The show focuses on Emily but for my blog I wanted to focus on Victoria, Hampton’s biggest socialite. In the beginning when Victoria is introduced she is simply Conrad’s wife. He is the wealthiest and most powerful man in the Hamptons and she is his beautiful, classy wife who doesn’t have to work or even lift a finger at that. They hold extravagant parties at their insane mansion that only the most elite can attend. Victoria takes pride in these parties and takes them on as her projects. I feel like this can be seen as a gendered role. The man goes to work and is the power and then the wife stays home and plans parties. Victoria is always dressed elegantly with beautiful clothes. Her make up and hair is always done perfect so when we see her not looking “perfect” it’s almost strange. In media it seems like women are always supposed to look put together.

As the show continues we start to see a different side of Victoria. You see a sneaky and conniving side to her. As secrets from the past and drama is formed in and surrounding the family she almost turns into a new person, someone that is not the typical “woman.” Although she stays classy through most of the show and is able to get what she wants she does things that women are not usually portrayed as doing such as taking someones life.  Men are supposed to be masculine and have all the power but there are times in the show when Victoria holds more power over Conrad. She kicks him out of the house and Grayson Manor becomes hers. She’s not afraid to take charge.

There are still more seasons to come and characters will continue to develop but Victoria will still remain a classy yet powerful woman whose not afraid to get her hands a little dirty.

Blog #1 by Marissa Sears

3 Sep

Mass media and our perceived reality go hand in hand. Everywhere you look and no matter where you go you see media. On the TV, our smartphones, the apps we download to them, and the laptops most of are using to type this blog are all examples of media. I know personally I don’t watch the news or read the newspaper so I usually get my source of news through twitter or Facebook. In today’s culture everything is so fast paced that most of us rely on these devices for more then just the news. People typically believe what they see or read. Our perceived reality comes from mass media if that is what we are looking at most of the day.

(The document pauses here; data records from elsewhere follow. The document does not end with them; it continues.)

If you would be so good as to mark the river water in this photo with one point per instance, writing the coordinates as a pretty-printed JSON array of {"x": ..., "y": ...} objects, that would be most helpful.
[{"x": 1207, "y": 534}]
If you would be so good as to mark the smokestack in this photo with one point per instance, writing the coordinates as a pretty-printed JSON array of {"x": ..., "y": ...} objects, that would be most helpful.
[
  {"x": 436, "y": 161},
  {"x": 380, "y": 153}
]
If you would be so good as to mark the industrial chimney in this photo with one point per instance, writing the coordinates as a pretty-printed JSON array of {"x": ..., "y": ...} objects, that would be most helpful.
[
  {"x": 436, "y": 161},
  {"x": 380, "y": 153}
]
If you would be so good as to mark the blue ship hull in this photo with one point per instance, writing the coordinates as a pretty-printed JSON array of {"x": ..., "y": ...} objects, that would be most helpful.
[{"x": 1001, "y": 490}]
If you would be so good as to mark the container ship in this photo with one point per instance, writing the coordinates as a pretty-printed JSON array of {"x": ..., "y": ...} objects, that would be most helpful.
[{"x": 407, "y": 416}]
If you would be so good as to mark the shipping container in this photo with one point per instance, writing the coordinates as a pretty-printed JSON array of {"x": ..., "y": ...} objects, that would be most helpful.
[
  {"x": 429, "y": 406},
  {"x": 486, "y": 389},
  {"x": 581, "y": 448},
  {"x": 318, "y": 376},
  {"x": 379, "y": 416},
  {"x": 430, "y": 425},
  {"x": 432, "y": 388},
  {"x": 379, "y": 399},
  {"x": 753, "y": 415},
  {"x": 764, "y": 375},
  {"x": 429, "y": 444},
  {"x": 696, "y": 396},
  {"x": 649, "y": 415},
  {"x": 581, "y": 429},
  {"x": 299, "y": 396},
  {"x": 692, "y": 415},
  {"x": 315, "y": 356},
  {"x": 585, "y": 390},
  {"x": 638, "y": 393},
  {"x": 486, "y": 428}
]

I also think that media plays a role in our identity and who we become. Through twitter, vine, instagram, and Facebook we create this identity that we want others to see us as. So many people have become famous for the profile they have created on these media sites. For example, I have one friend who if I show her a picture of a girl I think is pretty or a guy I find attractive she will have to look at his/her profile and looks at how many followers they have. If they have say 3K followers she will say “Oh they’re not a real person.” Obviously this person is real but what she means is their instagram famous not necessarily a celebrity. Mass media gives people the opportunity to create themselves in the way they want the world to see them.

Going off of both of these there are two ways to look at things. There is never one interpretation. In the article “Message Between the Lion” the author points out two types of messages. The Transmission Paradigm is when the message “is what it is.” There is no underlying meaning. The second type of message are Ritual Paradigms. This is when there is a symbolic meaning or hidden message. Usually culture impacts what were watching. I sometimes look at my Twitter feed and see someone has posted lyrics to a song. If following the transmission paradigm those would just be song lyrics, nothing more. But if we were following the ritual paradigm there would be a deeper meaning. Maybe those lyrics represent something going on in that person’s life. Maybe it was meant to be a “sub-tweet” directed at one of their followers.

I already feel that the few classes we’ve had have opened my eyes to hos much media and identity play a role in our culture. That being said I do feel that mass media plays an important role when it comes to our perceived reality and ideology.